Carnegie Mellon University researchers have found ways to track body movements and detect shape changes using arrays of RFID tags. RFID-embedded clothing thus could be used to control avatars in video games — much like in the movie "Ready Player One." Or embedded clothing could to tell you when you should sit up straight — much like your mother.
RFID tags are nothing new, which is part of their appeal for these applications, said Haojian Jin, a Ph.D. student in CMU's Human-Computer Interaction Institute (HCII). They are cheap, battery-free and washable.
What's new is the method that Jin and his colleagues devised for tracking the tags, and thus monitoring movements and shapes. RFID tags reflect certain radio frequencies. It would be possible — but not practical — to use multiple antennas to track this backscatter and triangulate the locations of the tags. Rather, the CMU researchers showed they could use a single, mobile antenna to monitor an array of tags without any prior calibration.

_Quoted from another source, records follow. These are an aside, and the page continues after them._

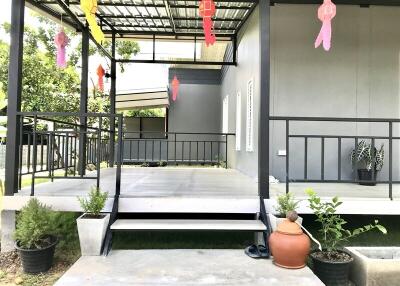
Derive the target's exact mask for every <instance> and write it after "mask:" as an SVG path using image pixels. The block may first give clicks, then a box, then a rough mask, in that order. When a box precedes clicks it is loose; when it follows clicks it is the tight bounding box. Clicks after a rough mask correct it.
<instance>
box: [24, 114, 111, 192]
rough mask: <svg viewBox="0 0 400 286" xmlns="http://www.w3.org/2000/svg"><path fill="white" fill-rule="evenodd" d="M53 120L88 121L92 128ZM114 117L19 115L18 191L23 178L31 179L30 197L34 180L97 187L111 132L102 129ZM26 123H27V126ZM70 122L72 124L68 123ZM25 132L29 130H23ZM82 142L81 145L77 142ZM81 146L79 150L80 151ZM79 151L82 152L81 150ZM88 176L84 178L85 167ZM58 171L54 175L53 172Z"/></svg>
mask: <svg viewBox="0 0 400 286" xmlns="http://www.w3.org/2000/svg"><path fill="white" fill-rule="evenodd" d="M54 117H57V118H60V117H61V118H69V119H71V117H72V118H74V119H76V120H78V118H82V117H84V118H86V120H88V119H89V118H90V119H91V121H92V122H91V123H92V125H91V126H89V125H80V124H76V123H71V122H69V121H62V120H59V119H53V118H54ZM115 118H116V115H108V114H96V113H93V114H84V115H81V114H76V113H57V112H55V113H50V112H49V113H39V112H20V113H19V120H20V123H21V124H20V138H21V143H20V148H19V189H21V187H22V179H23V177H24V176H27V175H31V195H34V193H35V180H36V179H50V180H51V181H53V180H54V179H89V180H96V186H97V187H99V186H100V169H101V163H102V162H105V163H106V164H107V165H108V163H109V161H110V160H111V159H110V154H111V153H113V152H111V151H110V150H111V149H113V148H114V147H113V146H111V144H110V138H111V136H114V135H113V134H114V133H113V132H112V131H111V130H109V129H106V128H103V126H104V123H105V122H106V121H107V123H110V122H111V120H115ZM27 121H28V122H29V123H27ZM72 121H73V120H72ZM39 123H50V124H52V125H53V128H52V129H53V130H46V128H43V125H46V124H40V125H42V126H41V127H42V128H38V126H39ZM26 129H29V130H26ZM83 140H84V142H85V144H84V145H81V144H80V141H83ZM82 146H83V149H82ZM81 149H82V150H81ZM90 164H91V165H93V166H90V167H91V168H88V169H89V170H91V171H93V172H90V175H88V176H86V167H87V166H89V165H90ZM56 171H58V172H56Z"/></svg>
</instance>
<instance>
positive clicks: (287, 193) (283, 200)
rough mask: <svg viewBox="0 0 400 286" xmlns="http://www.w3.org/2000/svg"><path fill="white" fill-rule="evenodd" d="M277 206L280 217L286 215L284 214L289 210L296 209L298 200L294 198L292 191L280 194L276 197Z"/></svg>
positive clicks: (293, 209)
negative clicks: (286, 193) (291, 191)
mask: <svg viewBox="0 0 400 286" xmlns="http://www.w3.org/2000/svg"><path fill="white" fill-rule="evenodd" d="M277 202H278V206H277V208H276V211H277V213H278V214H279V216H280V217H286V214H287V213H288V212H290V211H296V210H297V208H298V204H299V203H300V201H295V200H294V195H293V194H292V193H287V194H283V195H280V196H279V197H278V200H277Z"/></svg>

Just how this works varies based on whether the tags are being used to track the body's skeletal positions or to track changes in shape. For body movement tracking, arrays of RFID tags are positioned on either side of the knee, elbow or other joints. By keeping track of the ever-so-slight differences in when the backscattered radio signals from each tag reach the antenna, it's possible to calculate the angle of bend in a joint.
"By attaching these paper-like RFID tags to clothing, we were able to demonstrate millimeter accuracy in skeletal tracking," Jin said.
The researchers call this embedded clothing RF-Wear and described it earlier this year at the UbiComp 2018 conference in Singapore. It could be an alternative to systems such as Kinect, which use a camera to track body movements and can only work when the person is in the camera's line of sight. It also could be an alternative to existing wearables, which generally depend on inertial sensors that are expensive, difficult to maintain and power hungry, Jin said.
RFID-embedded clothes might be an alternative to wrist-worn devices, such as Fitbit, for activity tracking or sports training.